In particular, Partition made the long-maintained seclusion of daughters unsustainable, and young people – especially those who stayed in the camps for months or years – struck up liaisons and affairs. Social workers arranged abortions for women, some of whom had been assaulted during the Partition violence or molested in the camps, but some of whom had illicit affairs and consensual relationships facilitated by the extreme and unusual conditions of the time. Despite all this, refugees started the long journey to recovery and adjusted to their new lives – that would never be the same again.
* * *
Begum Anis Kidwai was forty-five years old in 1947 and had, until that year, lived the genteel life of a woman born into a privileged and political North Indian family. The family staunchly backed the Congress, and her brother-in-law was a leading Congress politician. They moved in a broad social circle, were friendly with the Nehrus, and the extended family lived in a rambling house around a courtyard in the heart of the city of Lucknow. Kidwai opposed the Muslim League and she had worked for the Congress in the 1946 elections. In the autumn months of 1947 her life changed for ever as the violence of Partition started to surround her. Stuck in Lucknow, in September she started to worry intensely about her husband, Shafi, who was working in another part of the country, in the hills of Mussoorie, several hours away. As a civil servant he was charged with running the local municipal board, a run-of-the-mill post in the civil service which would normally have involved dealing with problems of sanitation and food supply. But conditions in Mussoorie were deteriorating and his letters, which were still arriving in the post, were beginning to show the signs of strain in the town. He was due back in Lucknow towards the end of September but postponed his return. He had started working with the Punjabi refugees who poured into the hill station, needing relief and shelter.
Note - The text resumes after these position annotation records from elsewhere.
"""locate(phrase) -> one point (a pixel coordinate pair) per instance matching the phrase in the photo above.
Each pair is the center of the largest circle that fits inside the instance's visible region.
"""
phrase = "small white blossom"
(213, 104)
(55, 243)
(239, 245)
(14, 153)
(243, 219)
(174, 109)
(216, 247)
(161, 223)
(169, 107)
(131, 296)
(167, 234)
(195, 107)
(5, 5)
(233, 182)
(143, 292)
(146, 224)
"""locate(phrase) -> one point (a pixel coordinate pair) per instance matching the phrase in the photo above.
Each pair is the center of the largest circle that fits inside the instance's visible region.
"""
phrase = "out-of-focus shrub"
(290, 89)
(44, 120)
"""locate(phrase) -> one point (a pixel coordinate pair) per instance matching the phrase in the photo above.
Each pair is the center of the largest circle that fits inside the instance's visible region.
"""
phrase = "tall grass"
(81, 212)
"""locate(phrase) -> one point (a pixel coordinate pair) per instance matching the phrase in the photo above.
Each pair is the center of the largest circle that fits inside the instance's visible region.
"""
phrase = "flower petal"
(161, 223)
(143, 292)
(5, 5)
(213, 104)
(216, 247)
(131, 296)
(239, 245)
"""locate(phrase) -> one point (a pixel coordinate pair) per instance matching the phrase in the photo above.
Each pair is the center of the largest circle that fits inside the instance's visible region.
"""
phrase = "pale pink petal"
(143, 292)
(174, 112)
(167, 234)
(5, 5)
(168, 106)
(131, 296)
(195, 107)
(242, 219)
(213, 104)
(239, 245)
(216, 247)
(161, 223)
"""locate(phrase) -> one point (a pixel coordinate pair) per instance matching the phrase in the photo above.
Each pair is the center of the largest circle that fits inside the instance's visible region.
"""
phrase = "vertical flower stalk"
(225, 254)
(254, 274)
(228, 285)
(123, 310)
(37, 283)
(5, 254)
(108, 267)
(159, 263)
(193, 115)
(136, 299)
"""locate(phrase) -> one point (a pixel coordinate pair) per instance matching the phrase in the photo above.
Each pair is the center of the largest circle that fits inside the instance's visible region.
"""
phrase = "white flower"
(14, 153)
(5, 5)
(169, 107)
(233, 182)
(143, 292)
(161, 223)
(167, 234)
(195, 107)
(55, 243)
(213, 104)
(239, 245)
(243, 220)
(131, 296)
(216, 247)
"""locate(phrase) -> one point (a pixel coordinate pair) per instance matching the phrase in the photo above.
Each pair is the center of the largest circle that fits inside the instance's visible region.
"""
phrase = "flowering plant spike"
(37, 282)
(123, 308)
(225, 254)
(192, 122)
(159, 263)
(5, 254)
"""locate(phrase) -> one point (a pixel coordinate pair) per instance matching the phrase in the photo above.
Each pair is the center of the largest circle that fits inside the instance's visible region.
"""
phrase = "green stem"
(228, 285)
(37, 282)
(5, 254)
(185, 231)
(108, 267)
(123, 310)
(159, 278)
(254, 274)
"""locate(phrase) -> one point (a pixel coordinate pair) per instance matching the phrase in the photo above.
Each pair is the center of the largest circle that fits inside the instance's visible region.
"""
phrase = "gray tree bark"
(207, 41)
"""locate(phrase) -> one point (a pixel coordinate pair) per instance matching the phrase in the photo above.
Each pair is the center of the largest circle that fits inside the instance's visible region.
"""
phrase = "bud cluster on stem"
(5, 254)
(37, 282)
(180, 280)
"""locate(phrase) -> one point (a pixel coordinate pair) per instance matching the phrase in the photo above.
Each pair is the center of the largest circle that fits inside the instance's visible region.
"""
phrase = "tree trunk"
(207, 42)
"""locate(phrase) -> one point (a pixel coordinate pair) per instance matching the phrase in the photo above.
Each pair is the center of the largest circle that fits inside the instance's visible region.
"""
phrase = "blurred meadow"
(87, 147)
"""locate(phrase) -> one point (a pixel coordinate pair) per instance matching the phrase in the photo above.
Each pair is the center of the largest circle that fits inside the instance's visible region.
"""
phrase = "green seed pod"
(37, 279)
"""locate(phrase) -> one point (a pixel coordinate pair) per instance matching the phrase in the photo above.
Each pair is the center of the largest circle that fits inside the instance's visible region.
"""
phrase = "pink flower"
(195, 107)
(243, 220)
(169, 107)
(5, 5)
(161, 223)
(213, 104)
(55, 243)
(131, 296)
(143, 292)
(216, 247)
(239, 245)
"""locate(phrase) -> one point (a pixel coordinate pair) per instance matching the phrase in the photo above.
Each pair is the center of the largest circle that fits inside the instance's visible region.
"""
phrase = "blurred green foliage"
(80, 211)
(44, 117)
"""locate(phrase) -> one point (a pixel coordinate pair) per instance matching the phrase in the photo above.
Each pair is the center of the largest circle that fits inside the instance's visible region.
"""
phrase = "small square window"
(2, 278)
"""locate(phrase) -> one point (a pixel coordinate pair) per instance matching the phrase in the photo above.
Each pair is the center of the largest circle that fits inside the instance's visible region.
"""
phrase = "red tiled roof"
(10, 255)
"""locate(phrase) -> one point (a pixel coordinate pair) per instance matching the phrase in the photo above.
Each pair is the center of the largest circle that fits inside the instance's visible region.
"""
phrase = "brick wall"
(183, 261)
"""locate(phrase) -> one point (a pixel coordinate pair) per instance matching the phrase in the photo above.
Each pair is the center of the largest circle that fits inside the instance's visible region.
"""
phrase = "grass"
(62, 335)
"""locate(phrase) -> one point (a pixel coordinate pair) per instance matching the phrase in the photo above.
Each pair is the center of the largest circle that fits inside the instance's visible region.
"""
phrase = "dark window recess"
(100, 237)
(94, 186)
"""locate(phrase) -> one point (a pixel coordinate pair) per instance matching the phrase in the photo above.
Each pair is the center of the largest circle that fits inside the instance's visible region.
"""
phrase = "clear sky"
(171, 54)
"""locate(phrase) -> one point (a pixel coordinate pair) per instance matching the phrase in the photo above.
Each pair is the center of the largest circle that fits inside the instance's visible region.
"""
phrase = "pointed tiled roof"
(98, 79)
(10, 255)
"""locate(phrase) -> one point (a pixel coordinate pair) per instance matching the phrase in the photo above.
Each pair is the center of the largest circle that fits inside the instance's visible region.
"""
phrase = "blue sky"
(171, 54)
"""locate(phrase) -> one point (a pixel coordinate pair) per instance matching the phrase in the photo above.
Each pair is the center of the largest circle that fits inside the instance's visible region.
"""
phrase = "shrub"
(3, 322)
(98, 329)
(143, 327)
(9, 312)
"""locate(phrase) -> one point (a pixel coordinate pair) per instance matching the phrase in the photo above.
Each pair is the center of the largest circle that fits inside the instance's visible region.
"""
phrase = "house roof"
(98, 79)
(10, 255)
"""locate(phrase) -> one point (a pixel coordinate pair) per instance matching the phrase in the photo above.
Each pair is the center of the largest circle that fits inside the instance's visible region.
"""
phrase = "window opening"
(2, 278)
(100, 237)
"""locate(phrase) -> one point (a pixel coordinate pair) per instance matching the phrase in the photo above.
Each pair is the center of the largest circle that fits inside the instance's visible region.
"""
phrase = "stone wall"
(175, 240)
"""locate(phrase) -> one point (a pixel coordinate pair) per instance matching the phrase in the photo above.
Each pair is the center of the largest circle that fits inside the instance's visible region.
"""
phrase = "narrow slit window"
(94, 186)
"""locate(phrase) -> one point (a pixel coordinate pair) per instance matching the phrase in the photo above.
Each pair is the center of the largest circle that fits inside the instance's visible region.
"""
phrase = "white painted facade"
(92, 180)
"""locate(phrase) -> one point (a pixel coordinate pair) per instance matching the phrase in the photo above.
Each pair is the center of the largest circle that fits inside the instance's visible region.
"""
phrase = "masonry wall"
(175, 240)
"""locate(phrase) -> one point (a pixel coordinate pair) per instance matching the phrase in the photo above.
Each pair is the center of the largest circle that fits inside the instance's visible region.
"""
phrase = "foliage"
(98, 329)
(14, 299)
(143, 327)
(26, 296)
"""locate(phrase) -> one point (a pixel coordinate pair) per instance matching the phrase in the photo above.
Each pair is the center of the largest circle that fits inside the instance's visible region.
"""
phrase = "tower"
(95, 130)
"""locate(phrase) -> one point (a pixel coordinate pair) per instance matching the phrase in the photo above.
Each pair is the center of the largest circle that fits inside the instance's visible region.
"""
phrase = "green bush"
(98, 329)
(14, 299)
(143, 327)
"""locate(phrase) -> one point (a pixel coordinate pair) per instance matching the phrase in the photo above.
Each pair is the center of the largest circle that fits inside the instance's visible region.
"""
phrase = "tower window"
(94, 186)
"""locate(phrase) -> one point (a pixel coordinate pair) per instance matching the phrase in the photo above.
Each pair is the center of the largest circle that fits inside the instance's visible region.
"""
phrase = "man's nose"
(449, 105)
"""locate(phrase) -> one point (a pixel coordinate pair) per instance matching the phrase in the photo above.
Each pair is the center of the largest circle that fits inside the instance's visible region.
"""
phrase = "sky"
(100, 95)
Before long, attacks on the local Muslim population in Mussoorie started. ‘While I am writing to you,’ Shafi wrote to his wife, a few days later, ‘I hear the din of the populace down below, the sounds of firing and the shrieks and wails of the victims. Houses and shops are on fire, shops are being looted and the police is watching the spectacle. This is happening in broad daylight.’ Soon he was informing her that the telegraph lines had been cut. ‘Both the telephone and telegraph are useless.’ In Lucknow, meanwhile, Anis Kidwai fretted about her husband's security, and agonised about whether to try and catch a train to go and join him.